PROPOFOL FARMAK 10 mg/ml Injectable Emulsion for Infusion

2. What you need to know before you are given Propofol Farmak

Propofol Farmak must not be used:

• If you are allergic to propofol, peanut or soya or any of the other ingredients of this medicine (listed in section 6).
• If you are 16 years old or younger for sedation in intensive care.

Warnings and precautions

Tell your doctor or anaesthetist before Propofol Farmak is given to you and if any of the following apply to you or have applied in the past.

Propofol should be given with extreme caution and under close supervision, if you:

• have advanced heart failure.
• have any other severe heart disease.
• are receiving electroconvulsive therapy (ECT, a treatment for psychiatric problems).

Generally, propofol should be given with caution to elderly or weak patients.

Before Propofol Farmak is given to you, tell your anaesthetist or intensive care doctor if you have:

• heart disease.
• lung disease.
• kidney disease.
• liver disease.
• seizures (epilepsy).
• high pressure inside the skull (increased intracranial pressure). In combination with low blood pressure, this can reduce the amount of blood reaching the brain.
• altered fat levels in the blood. If you are receiving total parenteral nutrition (nutrition through a vein), blood fat levels should be monitored.
• if your body has lost a lot of water (you are hypovolaemic).

If you have any of the following conditions, you should be treated before Propofol Farmak is given to you:

• heart failure
• when not enough blood is reaching the tissues (circulatory failure)
• severe breathing problems (respiratory failure)
• dehydration (hypovolaemia)
• seizures (epilepsy)

Propofol may increase the risk of

• seizures.
• a nervous reflex that slows down the heart rate (vagotonia, bradycardia).
• changes in blood flow to the body's organs (haemodynamic effects on the cardiovascular system) if you are overweight and receive high doses of propofol.

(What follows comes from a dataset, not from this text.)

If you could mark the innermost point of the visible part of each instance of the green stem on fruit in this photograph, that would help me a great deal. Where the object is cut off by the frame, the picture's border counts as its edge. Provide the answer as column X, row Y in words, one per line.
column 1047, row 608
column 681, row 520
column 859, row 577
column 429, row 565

Involuntary movements may occur during sedation with propofol. Doctors will take into account how this may affect surgical procedures performed under sedation and will take necessary precautions.

Very rarely, after anaesthesia, there may be a period of unconsciousness associated with muscle stiffness. This requires observation by healthcare professionals, but no other treatment is needed. It will resolve on its own.

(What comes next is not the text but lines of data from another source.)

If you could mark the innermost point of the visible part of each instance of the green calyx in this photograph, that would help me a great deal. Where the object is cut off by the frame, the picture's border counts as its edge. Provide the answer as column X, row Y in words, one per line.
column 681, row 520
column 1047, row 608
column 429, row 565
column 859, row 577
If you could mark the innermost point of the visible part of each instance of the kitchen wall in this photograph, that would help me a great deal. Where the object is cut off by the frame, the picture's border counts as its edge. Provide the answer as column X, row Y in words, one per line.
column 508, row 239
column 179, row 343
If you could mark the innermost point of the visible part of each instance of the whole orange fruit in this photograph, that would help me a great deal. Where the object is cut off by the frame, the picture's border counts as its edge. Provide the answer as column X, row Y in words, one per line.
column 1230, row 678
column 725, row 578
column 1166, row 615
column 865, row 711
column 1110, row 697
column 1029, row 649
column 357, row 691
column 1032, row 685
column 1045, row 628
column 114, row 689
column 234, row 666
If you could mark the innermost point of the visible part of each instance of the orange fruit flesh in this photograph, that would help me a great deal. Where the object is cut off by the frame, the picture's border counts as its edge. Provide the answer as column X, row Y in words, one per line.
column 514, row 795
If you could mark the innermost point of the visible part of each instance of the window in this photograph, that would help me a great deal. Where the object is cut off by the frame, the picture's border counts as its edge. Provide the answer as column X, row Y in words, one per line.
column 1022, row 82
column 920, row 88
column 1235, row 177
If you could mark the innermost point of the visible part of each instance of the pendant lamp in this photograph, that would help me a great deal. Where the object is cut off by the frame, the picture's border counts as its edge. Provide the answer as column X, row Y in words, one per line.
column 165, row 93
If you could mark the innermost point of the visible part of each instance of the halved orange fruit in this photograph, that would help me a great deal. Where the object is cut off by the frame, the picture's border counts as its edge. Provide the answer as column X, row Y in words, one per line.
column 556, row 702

The injection of Propofol Farmak can be painful. Local anaesthesia may be used to reduce the pain, but it may have its own side effects.

You will not be able to leave the hospital until you are fully awake.

If you are able to go home shortly after receiving propofol, you should not do so unaccompanied.

Children and adolescents

The use of Propofol Farmak 10 mg/ml emulsion for injection and infusion EFG is not indicated in newborns or children under 1 month.

Propofol must not be given to children and adolescents under 16 years for sedation in the intensive care unit, as its safety has not been established in this patient group for this indication.

Other medicines and Propofol Farmak

Tell your doctor if you are taking, have recently taken or might take any other medicines. This includes medicines that you buy without a prescription and herbal medicines.

In particular, tell your doctor, anaesthetist or nurse if you are taking any of the following medicines:

• rifampicin (for tuberculosis, TB)
• midazolam (used to induce sedation (a very relaxed state of calm, drowsiness or sleep) and to relieve anxiety and muscle tension).

You should be careful if you are also taking or receiving any of the following medicines:

• pre-anaesthetic medication (your anaesthetist will know which medicines may be affected by propofol)
• other anaesthetics, including general, regional, local and inhalational anaesthetics (lower doses of propofol may be needed. Your anaesthetist will know).
• sedatives (analgesics)
• strong sedatives (fentanyl or opioids)
• parasympatholytic medicines (medicines used to treat, for example, painful spasms of organs, asthma or Parkinson's disease).
• benzodiazepines (medicines used to treat anxiety)
• suxamethonium (muscle relaxant)
• medicines that affect many of the body's internal functions, such as heart rate, for example, atropine.
• medicines or drinks that contain alcohol
• neostigmine (a medicine used to treat a disease called myasthenia gravis)
• ciclosporin (a medicine used to prevent transplant rejection)
• valproate (a medicine used to treat epilepsy or mental disorders)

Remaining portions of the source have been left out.